A decisão da Secretaria Nacional do Consumidor (Senacon), órgão vinculado ao Ministério da Justiça, de abrir uma investigação contra a CazéTV por suposta publicidade irregular de casas de apostas durante a Copa do Mundo de 2026 provocou forte repercussão nas redes sociais e críticas de políticos, jornalistas e influenciadores.
Os críticos da medida acusam o governo federal de adotar um tratamento seletivo ao canal comandado por Casimiro Miguel. Parte deles afirma que a investigação poderia beneficiar a TV Globo, concorrente da CazéTV na disputa pela audiência das transmissões do Mundial.
O principal argumento apresentado é que a CazéTV não é a única plataforma a exibir publicidade de empresas de apostas. Emissoras de televisão, como Globo e SBT, além de clubes das Séries A e B do Campeonato Brasileiro e diversos atletas, também mantêm contratos de patrocínio com empresas do setor, o que levou à cobrança por critérios uniformes de fiscalização.

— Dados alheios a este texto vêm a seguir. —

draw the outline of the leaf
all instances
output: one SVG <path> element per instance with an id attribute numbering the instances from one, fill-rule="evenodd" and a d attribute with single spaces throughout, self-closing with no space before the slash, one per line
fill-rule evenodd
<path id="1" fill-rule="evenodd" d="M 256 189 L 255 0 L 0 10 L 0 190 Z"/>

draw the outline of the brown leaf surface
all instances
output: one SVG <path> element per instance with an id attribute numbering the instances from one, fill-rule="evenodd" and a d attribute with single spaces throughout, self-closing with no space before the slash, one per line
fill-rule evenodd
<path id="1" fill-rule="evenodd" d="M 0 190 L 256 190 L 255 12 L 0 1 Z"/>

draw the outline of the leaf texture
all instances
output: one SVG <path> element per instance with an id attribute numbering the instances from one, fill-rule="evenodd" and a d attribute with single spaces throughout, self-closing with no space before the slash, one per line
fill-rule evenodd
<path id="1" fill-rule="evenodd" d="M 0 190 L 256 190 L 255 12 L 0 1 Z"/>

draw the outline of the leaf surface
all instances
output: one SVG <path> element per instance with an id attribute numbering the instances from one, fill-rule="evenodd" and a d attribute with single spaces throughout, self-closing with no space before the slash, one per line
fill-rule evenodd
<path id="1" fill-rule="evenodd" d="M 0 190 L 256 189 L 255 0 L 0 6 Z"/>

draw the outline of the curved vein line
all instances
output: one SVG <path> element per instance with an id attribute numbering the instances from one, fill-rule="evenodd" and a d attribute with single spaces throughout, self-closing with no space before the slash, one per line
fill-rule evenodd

A repercussão ganhou contornos políticos nas redes sociais. Parlamentares e influenciadores ligados à oposição passaram a lembrar que Casimiro declarou apoio ao presidente Luiz Inácio Lula da Silva durante as eleições de 2022 e ironizaram o fato de o canal ter se tornado alvo de uma investigação conduzida por um órgão do governo federal.
O deputado federal Mario Frias (PL-SP) afirmou que Casimiro apoiou Lula, investiu na aquisição dos direitos de transmissão da Copa do Mundo e, agora, estaria sendo investigado pela própria administração que ajudou a eleger.

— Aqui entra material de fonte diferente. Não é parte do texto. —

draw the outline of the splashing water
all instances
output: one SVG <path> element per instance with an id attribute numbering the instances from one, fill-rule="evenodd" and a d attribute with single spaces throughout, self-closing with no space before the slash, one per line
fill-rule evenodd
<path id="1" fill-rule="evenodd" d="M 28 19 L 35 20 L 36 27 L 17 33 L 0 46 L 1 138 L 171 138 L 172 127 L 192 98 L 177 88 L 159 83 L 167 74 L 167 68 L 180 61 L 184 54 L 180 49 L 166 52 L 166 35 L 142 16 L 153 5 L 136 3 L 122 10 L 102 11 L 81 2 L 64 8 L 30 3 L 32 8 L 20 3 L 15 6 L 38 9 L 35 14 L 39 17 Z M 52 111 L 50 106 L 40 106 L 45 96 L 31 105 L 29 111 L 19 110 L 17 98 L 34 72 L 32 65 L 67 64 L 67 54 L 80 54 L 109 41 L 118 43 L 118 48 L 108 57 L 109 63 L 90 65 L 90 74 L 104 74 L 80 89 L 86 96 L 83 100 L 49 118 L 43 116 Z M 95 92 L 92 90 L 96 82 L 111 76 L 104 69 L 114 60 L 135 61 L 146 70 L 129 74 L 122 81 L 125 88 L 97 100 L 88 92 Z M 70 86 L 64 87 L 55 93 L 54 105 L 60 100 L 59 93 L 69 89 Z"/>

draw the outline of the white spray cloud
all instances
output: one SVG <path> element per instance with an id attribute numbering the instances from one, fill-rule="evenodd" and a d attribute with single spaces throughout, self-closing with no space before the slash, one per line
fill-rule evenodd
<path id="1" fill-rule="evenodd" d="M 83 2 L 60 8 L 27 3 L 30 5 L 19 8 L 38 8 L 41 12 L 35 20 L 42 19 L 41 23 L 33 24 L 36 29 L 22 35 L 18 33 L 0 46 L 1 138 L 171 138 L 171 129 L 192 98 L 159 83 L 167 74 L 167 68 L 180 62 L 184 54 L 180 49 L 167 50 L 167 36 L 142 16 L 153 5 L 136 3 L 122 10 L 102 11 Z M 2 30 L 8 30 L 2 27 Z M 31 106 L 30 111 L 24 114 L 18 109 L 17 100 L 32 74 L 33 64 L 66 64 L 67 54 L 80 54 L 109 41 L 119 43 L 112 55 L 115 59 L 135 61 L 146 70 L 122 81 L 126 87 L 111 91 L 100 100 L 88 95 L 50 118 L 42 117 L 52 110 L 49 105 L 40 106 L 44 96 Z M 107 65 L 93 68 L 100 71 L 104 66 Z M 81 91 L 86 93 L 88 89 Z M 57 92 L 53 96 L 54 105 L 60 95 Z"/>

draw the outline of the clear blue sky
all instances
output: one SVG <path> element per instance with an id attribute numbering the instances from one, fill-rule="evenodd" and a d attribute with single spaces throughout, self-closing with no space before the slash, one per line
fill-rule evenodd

Já o deputado estadual Bruno Engler (PL-MG) disse admirar o trabalho do influenciador, mas avaliou que o episódio demonstra as consequências de seu posicionamento político.

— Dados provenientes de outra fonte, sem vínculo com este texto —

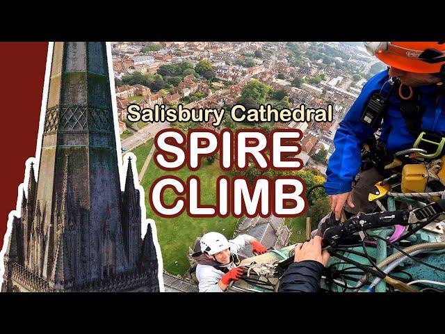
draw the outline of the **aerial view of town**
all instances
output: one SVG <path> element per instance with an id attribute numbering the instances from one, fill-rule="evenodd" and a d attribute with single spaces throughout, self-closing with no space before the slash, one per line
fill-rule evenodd
<path id="1" fill-rule="evenodd" d="M 191 218 L 184 214 L 173 218 L 157 216 L 147 194 L 156 178 L 171 174 L 160 170 L 152 157 L 154 138 L 169 127 L 186 132 L 207 128 L 298 129 L 304 134 L 298 154 L 304 164 L 300 170 L 262 172 L 250 166 L 245 171 L 223 171 L 218 155 L 205 158 L 201 168 L 184 168 L 175 172 L 186 180 L 197 175 L 201 182 L 203 204 L 214 203 L 216 180 L 222 175 L 243 174 L 250 181 L 263 173 L 274 177 L 287 173 L 299 176 L 308 187 L 325 179 L 327 161 L 334 151 L 333 139 L 339 122 L 359 95 L 368 79 L 386 68 L 371 57 L 362 42 L 113 42 L 112 55 L 122 153 L 132 152 L 145 193 L 147 217 L 156 221 L 164 266 L 165 291 L 195 291 L 190 279 L 188 253 L 197 237 L 210 231 L 229 239 L 238 233 L 255 237 L 267 247 L 280 248 L 305 240 L 305 216 L 268 218 Z M 247 109 L 270 104 L 277 109 L 333 106 L 332 122 L 236 122 L 226 113 L 220 125 L 211 122 L 131 122 L 127 107 L 136 103 L 141 108 L 164 104 L 175 108 L 224 108 L 242 104 Z M 165 202 L 175 198 L 171 189 Z M 327 195 L 317 189 L 309 198 L 314 221 L 330 210 Z M 248 256 L 249 254 L 245 254 Z M 189 285 L 187 285 L 190 283 Z M 178 286 L 182 287 L 179 288 Z"/>

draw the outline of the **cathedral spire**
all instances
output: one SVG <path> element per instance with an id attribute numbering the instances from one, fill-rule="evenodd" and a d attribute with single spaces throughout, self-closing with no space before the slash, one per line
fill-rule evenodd
<path id="1" fill-rule="evenodd" d="M 63 234 L 59 234 L 57 250 L 54 257 L 55 261 L 51 273 L 50 282 L 53 289 L 64 290 L 70 287 L 72 281 L 72 275 L 68 257 L 67 256 L 66 244 L 63 241 Z"/>
<path id="2" fill-rule="evenodd" d="M 128 165 L 127 167 L 127 177 L 125 177 L 125 192 L 128 193 L 130 190 L 134 190 L 134 178 L 133 177 L 133 168 L 131 168 L 131 157 L 128 157 Z"/>
<path id="3" fill-rule="evenodd" d="M 28 202 L 32 204 L 35 199 L 35 191 L 37 190 L 37 182 L 34 174 L 34 163 L 31 161 L 29 168 L 29 180 L 28 181 Z"/>
<path id="4" fill-rule="evenodd" d="M 63 182 L 62 185 L 62 199 L 60 204 L 60 213 L 64 218 L 67 218 L 69 214 L 68 210 L 72 204 L 72 193 L 71 189 L 71 182 L 68 177 L 68 164 L 70 163 L 70 156 L 67 154 L 63 170 Z"/>
<path id="5" fill-rule="evenodd" d="M 22 193 L 22 208 L 24 209 L 26 207 L 26 196 L 25 196 L 25 189 L 24 188 Z"/>

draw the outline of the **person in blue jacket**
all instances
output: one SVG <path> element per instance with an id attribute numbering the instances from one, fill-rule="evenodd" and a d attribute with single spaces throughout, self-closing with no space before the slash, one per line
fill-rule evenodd
<path id="1" fill-rule="evenodd" d="M 365 46 L 387 64 L 389 70 L 369 79 L 337 131 L 335 150 L 329 160 L 324 184 L 336 220 L 340 219 L 343 207 L 353 214 L 373 209 L 374 205 L 368 201 L 368 194 L 383 179 L 381 171 L 372 168 L 357 174 L 364 143 L 379 127 L 380 141 L 390 153 L 412 148 L 416 141 L 416 134 L 407 126 L 407 119 L 414 123 L 410 126 L 417 127 L 419 133 L 428 131 L 445 135 L 445 42 L 366 42 Z M 394 78 L 400 81 L 400 87 L 389 97 L 382 123 L 377 122 L 371 127 L 362 122 L 371 95 L 380 92 L 385 97 L 394 84 Z M 404 117 L 400 108 L 410 99 L 416 100 L 419 109 Z"/>

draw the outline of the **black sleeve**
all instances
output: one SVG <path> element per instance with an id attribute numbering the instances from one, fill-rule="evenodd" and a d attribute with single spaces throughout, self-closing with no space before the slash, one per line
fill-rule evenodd
<path id="1" fill-rule="evenodd" d="M 280 292 L 317 292 L 324 267 L 318 261 L 293 262 L 281 279 Z"/>

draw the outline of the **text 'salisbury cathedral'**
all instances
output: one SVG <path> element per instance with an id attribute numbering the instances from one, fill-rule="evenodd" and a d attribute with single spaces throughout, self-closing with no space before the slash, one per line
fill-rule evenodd
<path id="1" fill-rule="evenodd" d="M 129 161 L 120 190 L 104 42 L 54 43 L 38 173 L 31 165 L 3 292 L 159 291 Z"/>

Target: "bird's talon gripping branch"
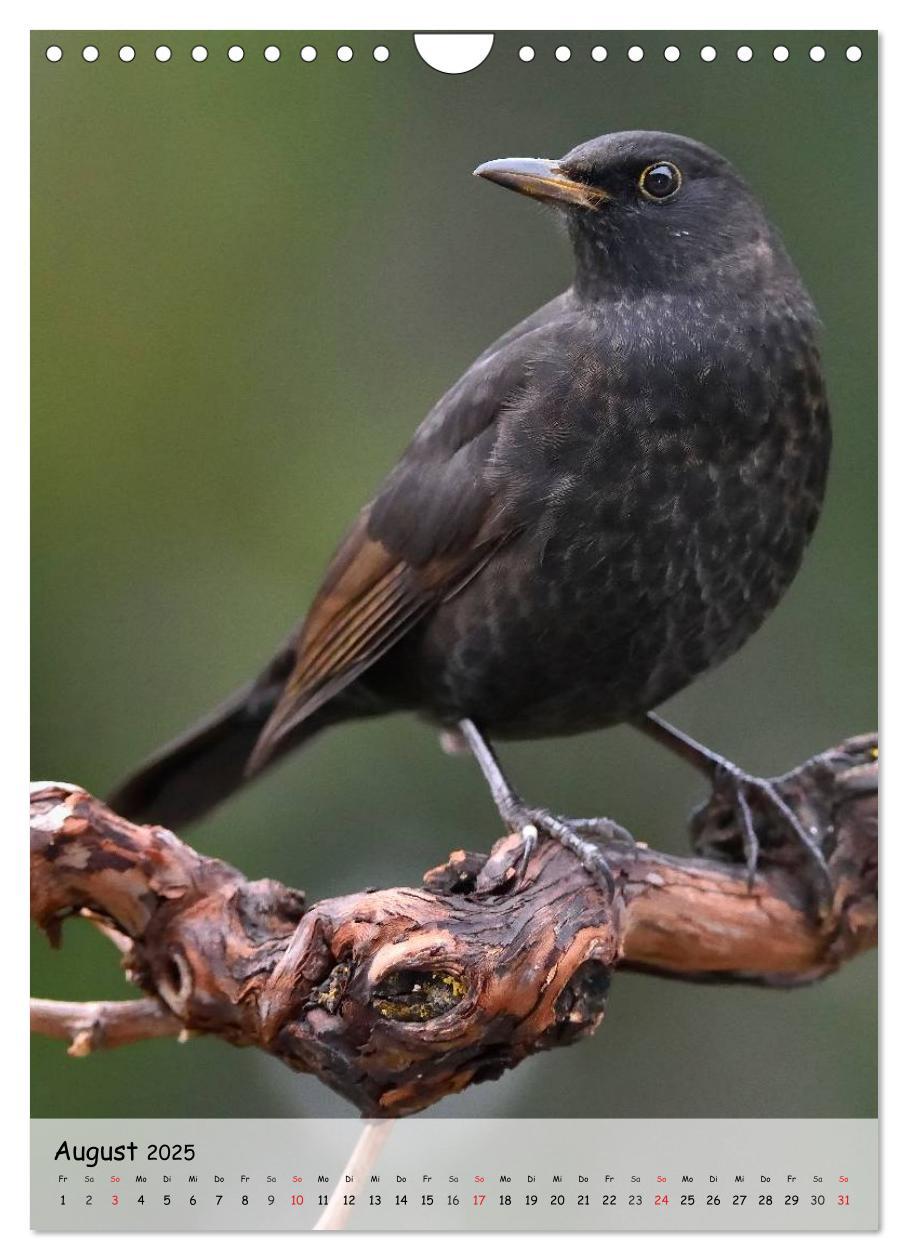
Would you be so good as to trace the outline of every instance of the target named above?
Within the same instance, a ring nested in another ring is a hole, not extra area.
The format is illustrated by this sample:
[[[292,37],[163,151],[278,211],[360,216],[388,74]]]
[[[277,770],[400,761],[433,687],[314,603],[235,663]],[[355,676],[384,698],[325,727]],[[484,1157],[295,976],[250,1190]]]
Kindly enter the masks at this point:
[[[615,897],[615,876],[598,844],[582,839],[570,825],[572,819],[559,818],[544,809],[533,809],[529,814],[539,830],[557,840],[568,853],[573,853],[583,869],[602,886],[611,901]]]
[[[829,910],[832,893],[832,877],[822,845],[786,801],[782,793],[771,779],[759,779],[741,770],[730,761],[717,764],[713,774],[713,800],[708,809],[727,805],[730,810],[733,827],[741,838],[747,866],[748,888],[753,891],[757,879],[757,867],[762,852],[767,848],[778,849],[786,842],[793,845],[800,859],[806,861],[814,871],[817,911],[822,915]],[[763,824],[761,839],[754,814]],[[695,828],[699,823],[695,822]],[[707,837],[698,837],[696,847],[708,852],[713,843]]]
[[[533,823],[526,823],[525,827],[520,828],[520,839],[524,842],[524,848],[520,854],[520,861],[518,862],[518,883],[523,883],[526,878],[526,868],[529,867],[530,858],[535,853],[536,845],[539,844],[539,832]]]

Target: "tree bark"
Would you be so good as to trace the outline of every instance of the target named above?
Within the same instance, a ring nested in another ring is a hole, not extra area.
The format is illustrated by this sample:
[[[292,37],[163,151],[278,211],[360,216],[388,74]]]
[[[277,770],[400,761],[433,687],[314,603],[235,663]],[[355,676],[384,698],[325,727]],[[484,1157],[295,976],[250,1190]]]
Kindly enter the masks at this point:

As críticas também partiram de jornalistas e influenciadores. O ex-ministro dos Direitos Humanos Silvio Almeida classificou como “seletiva” a atuação da Senacon e defendeu que qualquer fiscalização sobre publicidade de apostas seja aplicada de forma isonômica a todos os veículos de comunicação e plataformas que promovem esse tipo de anúncio.
Até o momento, o Ministério da Justiça sustenta que a investigação tem caráter técnico e busca apurar eventual descumprimento das normas de proteção ao consumidor relacionadas à publicidade de apostas esportivas.